A father and his cute daughter saying goodbye to one another at the Day of Knowledge ceremony

             Every child remembers their first day of school, what is known as the day of knowledge. Unlike Americans who sometimes dread the fact that summer is over, this first of September is actually considered a national holiday, celebrated with rehearsed ceremonies, gifts and flowers. On this day, every child regardless of age or grade gets dressed up and prepares themselves for the literal and figurative start to their academic year, actualized by the ringing of the bell.

This year, we had the honor to witness the day of knowledge be hosted by one of the companies we will be touring, The Grand Canyon. Saturday morning, 10 of us voluntarily woke up and traveled to the outskirts of St. Petersburg to see this marvelous ceremony. In short, what we saw was genuine eagerness and dedication from both the students and the administrators of the school. Poems were recited, skits were enacted and values instilled. One thing that stood out to us most was how seriously the faculty approached disciplining their students. This was another difference between the two cultures that was quite apparent.
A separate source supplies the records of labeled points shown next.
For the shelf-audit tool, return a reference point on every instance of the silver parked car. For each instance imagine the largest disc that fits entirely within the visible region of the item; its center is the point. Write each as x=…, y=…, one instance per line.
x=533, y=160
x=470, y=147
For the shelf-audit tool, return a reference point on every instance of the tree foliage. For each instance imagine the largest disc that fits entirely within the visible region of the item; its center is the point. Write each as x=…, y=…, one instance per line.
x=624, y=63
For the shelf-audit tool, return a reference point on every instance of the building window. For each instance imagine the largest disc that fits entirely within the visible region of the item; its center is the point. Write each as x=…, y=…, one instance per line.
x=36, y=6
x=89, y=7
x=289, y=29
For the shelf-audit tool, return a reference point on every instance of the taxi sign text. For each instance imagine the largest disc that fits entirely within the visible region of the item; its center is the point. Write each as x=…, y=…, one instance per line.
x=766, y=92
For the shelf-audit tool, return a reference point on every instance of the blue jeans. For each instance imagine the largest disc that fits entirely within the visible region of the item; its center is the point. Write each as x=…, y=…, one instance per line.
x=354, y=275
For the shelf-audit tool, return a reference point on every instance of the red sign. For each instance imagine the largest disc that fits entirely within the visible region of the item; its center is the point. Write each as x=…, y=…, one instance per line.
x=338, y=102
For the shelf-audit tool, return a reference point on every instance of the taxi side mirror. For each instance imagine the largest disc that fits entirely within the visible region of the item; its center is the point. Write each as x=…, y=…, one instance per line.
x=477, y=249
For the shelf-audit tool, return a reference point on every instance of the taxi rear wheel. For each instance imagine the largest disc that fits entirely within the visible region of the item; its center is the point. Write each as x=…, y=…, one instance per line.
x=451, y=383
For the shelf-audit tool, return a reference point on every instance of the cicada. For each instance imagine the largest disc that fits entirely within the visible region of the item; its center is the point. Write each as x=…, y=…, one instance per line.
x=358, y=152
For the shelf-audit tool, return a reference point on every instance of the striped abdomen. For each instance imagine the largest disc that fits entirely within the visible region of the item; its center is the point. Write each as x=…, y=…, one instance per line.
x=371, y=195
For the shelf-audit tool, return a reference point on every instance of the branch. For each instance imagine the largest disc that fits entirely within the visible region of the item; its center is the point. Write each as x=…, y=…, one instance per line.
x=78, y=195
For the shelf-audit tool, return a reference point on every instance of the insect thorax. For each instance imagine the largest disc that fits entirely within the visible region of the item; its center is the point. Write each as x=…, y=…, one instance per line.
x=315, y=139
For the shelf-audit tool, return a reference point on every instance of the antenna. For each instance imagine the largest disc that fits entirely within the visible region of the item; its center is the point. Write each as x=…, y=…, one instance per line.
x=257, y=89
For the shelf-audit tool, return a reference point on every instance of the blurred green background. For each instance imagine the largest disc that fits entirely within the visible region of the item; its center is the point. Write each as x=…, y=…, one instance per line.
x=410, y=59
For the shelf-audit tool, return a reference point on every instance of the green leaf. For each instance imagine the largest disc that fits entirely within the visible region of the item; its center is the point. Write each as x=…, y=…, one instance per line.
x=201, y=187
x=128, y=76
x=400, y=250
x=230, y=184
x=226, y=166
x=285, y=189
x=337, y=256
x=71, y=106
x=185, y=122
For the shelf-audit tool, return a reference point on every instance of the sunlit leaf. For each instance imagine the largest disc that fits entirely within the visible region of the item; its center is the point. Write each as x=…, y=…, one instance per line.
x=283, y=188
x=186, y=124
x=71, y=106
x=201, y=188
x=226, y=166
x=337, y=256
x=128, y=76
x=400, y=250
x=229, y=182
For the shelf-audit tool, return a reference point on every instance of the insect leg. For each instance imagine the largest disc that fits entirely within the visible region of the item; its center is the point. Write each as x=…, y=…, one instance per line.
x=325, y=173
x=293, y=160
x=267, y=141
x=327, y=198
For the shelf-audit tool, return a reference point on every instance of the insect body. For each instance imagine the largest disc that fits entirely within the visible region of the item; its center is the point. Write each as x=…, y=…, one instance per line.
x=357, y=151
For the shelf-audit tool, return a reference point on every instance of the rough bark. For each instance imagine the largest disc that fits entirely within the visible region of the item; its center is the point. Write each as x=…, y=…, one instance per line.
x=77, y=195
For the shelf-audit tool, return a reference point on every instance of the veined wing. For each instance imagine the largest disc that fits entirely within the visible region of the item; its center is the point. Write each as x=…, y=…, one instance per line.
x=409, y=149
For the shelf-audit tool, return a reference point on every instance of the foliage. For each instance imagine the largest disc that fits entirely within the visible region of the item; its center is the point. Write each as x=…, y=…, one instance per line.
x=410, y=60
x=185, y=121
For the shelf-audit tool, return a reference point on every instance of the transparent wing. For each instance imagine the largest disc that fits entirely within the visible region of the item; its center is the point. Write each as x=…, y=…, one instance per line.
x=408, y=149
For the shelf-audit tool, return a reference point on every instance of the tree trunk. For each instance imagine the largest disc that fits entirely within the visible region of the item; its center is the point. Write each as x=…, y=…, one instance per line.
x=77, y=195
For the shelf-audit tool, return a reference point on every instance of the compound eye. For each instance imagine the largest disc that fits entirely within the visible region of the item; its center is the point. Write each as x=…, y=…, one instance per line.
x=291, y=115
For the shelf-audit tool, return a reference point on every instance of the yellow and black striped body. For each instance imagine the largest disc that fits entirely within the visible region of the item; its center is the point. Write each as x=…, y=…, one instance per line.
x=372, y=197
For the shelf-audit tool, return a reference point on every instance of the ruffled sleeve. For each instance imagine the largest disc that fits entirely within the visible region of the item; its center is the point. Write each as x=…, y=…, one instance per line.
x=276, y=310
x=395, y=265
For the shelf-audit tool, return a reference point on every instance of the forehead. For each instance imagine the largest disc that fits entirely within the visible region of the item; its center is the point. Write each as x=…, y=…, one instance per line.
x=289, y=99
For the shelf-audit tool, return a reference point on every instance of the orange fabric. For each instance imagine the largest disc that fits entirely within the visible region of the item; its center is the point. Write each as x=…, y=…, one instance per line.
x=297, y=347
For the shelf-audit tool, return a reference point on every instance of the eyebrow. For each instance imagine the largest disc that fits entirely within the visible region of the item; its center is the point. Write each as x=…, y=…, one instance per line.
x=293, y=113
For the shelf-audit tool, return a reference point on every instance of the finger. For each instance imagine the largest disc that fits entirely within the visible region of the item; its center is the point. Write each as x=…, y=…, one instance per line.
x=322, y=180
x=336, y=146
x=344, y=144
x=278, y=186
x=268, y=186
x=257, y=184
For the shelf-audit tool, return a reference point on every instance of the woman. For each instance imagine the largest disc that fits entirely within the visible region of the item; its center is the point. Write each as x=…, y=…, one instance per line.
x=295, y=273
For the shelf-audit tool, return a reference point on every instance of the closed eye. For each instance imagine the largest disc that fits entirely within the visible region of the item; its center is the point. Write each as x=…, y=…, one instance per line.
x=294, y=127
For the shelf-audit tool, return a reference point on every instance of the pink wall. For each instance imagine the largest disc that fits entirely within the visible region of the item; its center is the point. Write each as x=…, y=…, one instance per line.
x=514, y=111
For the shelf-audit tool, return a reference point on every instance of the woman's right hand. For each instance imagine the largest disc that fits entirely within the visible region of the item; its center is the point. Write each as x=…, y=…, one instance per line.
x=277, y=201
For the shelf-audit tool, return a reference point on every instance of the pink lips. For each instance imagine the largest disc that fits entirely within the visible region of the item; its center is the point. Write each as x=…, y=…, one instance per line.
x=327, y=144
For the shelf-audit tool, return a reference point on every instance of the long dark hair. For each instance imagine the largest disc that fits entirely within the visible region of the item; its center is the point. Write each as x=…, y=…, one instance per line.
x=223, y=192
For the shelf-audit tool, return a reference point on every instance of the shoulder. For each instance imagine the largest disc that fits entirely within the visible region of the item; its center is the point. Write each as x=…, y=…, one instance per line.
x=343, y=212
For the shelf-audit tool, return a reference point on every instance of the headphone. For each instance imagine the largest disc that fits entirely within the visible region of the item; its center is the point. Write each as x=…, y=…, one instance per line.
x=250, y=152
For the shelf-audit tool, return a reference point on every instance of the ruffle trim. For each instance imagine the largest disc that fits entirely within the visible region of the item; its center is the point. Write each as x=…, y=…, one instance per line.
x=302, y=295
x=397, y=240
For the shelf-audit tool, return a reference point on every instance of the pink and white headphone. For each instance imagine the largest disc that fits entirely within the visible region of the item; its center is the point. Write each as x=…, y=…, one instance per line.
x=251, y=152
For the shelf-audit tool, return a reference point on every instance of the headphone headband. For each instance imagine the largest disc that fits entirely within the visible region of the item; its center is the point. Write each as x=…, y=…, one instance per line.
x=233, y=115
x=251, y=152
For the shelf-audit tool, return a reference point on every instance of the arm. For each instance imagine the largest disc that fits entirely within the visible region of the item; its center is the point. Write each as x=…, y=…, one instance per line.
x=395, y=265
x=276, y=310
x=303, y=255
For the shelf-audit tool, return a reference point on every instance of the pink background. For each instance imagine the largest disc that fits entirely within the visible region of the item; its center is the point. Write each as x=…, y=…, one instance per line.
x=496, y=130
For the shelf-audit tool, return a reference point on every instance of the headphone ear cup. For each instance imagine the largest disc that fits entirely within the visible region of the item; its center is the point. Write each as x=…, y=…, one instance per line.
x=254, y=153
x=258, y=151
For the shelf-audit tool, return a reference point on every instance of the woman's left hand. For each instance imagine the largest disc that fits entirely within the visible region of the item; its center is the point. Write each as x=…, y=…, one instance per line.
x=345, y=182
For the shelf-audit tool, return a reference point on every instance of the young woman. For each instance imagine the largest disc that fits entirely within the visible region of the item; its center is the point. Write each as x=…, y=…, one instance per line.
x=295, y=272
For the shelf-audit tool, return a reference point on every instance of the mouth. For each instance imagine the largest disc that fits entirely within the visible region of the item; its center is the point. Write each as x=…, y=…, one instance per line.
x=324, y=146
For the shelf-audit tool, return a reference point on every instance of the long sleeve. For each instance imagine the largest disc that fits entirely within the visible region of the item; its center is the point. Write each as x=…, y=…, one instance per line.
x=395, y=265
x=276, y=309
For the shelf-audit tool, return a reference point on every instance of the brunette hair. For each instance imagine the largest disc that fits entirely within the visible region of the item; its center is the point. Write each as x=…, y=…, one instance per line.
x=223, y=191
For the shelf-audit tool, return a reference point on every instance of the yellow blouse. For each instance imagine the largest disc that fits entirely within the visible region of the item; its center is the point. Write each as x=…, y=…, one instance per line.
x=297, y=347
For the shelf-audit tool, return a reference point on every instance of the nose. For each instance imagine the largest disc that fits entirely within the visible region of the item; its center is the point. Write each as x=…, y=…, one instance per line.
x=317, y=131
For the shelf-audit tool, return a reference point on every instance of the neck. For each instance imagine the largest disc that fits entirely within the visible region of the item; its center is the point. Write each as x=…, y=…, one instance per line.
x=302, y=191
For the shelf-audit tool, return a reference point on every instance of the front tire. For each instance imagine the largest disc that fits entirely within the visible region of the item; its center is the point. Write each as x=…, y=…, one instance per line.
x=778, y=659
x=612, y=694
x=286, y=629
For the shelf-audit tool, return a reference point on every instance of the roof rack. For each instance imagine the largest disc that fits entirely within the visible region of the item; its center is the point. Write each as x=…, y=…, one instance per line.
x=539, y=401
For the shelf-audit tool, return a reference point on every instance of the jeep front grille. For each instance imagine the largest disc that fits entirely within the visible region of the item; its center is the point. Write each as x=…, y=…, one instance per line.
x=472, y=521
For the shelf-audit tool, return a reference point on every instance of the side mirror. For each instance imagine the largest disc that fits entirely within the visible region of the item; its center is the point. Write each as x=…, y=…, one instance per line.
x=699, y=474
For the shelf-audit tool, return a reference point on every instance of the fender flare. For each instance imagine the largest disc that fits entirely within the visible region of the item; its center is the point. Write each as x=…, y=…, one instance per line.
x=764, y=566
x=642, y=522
Most American school systems encourage education and participation but less frequently does one witness it’s discipline extend to the moral values pertaining to friend and family life.

Another unique ritual typical for this holiday is the ringing of the bell, where a first grader is lifted on the shoulder of a 11th grade male pupil, and paraded around, ringing the first bell of the school year. This holiday is a flagrant example of how education truly is one of Russia’s main priorities. Overall, we had an amazing time and really enjoyed the cultural experience that us ten BRICers shared.